I have to say Bournewood Hospital was cursed once or twice throughout the day.

Ultimately though, safeguards are important – it is just a process that I imagine will need a lot of fine-tuning – probably through case-law, before it is perfected – if it ever is.

4 thoughts on “Assessing Best Interests – Part 1

  1. Hope the training gets better. You’re right. It’s terribly bureaucratic and across the country everyone’s at different stages. I’m not sure that the anticipated peak will happen. I think it will take a long time to bed down in the system a bit like the MCA and there will be peaks of activity. As it’s going to be specialist and not affect many people it might be like the IMCA referrals for medical treatment.
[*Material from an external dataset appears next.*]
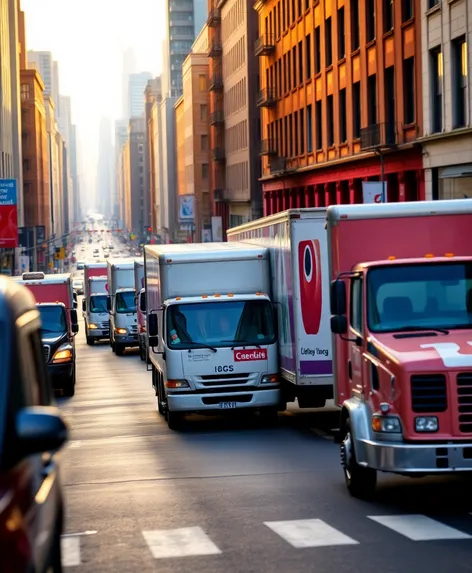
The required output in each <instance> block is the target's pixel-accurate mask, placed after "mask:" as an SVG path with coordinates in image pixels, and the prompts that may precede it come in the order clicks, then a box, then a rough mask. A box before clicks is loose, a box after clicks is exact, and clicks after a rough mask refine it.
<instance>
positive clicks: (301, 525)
mask: <svg viewBox="0 0 472 573" xmlns="http://www.w3.org/2000/svg"><path fill="white" fill-rule="evenodd" d="M264 525H266V526H267V527H269V528H270V529H272V531H274V532H275V533H277V535H280V537H282V538H283V539H285V541H287V542H288V543H290V545H292V546H293V547H295V548H297V549H299V548H302V547H329V546H331V545H358V543H359V542H358V541H356V540H355V539H352V537H349V536H347V535H345V534H344V533H342V532H341V531H338V530H337V529H335V528H334V527H331V525H328V524H327V523H325V522H324V521H322V520H321V519H297V520H294V521H265V522H264Z"/></svg>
    We had a whole day of exams at the end of our course! Got results today and passed so am full blown BIA. Oh dear…

  2. I’d agree that generally older adults services are far more aware of the MCA 2005, and use it with incapacitated individuals.

    Equally, our PCT and LA aren’t making great progress in being in a position to undertake the DoLS Authorisations we’ll be asking of them.

    Worse, although in mental health we’re aware of it all, staff within our local District General Hospital are largely clueless, yet admit and place far more incapacitated folk with dementia into permanent care than I ever do!

  3. Tim – bureaucratic seems to be a bit of an understatement!

    TT – It is definitely interesting – just fairly intensive. A lot of information to take in. On our course everyone seems very nervous about the peak in April/May. I intend to do a bit of sniffing around to find out what is in place in my own borough over the next week or so. In our favour, we had more people on the training than any other borough 🙂

    Shrink – As I said above, it sounds like not very many PCTs and LAs are as prepared as I think they need to be. And I agree about the general hospitals – we had a few liaison AMHPs on the course and they are terrified of the work-load and implications – we were discussing doing a roll-out of information sessions actually. Personally, i expect a lot of urgent authorisations in the general hospitals.
    As I said on the training, I actually think our over 65s wards in the psychiatric hospital are better prepared than any but that’s because our consultants are well aware of the implications.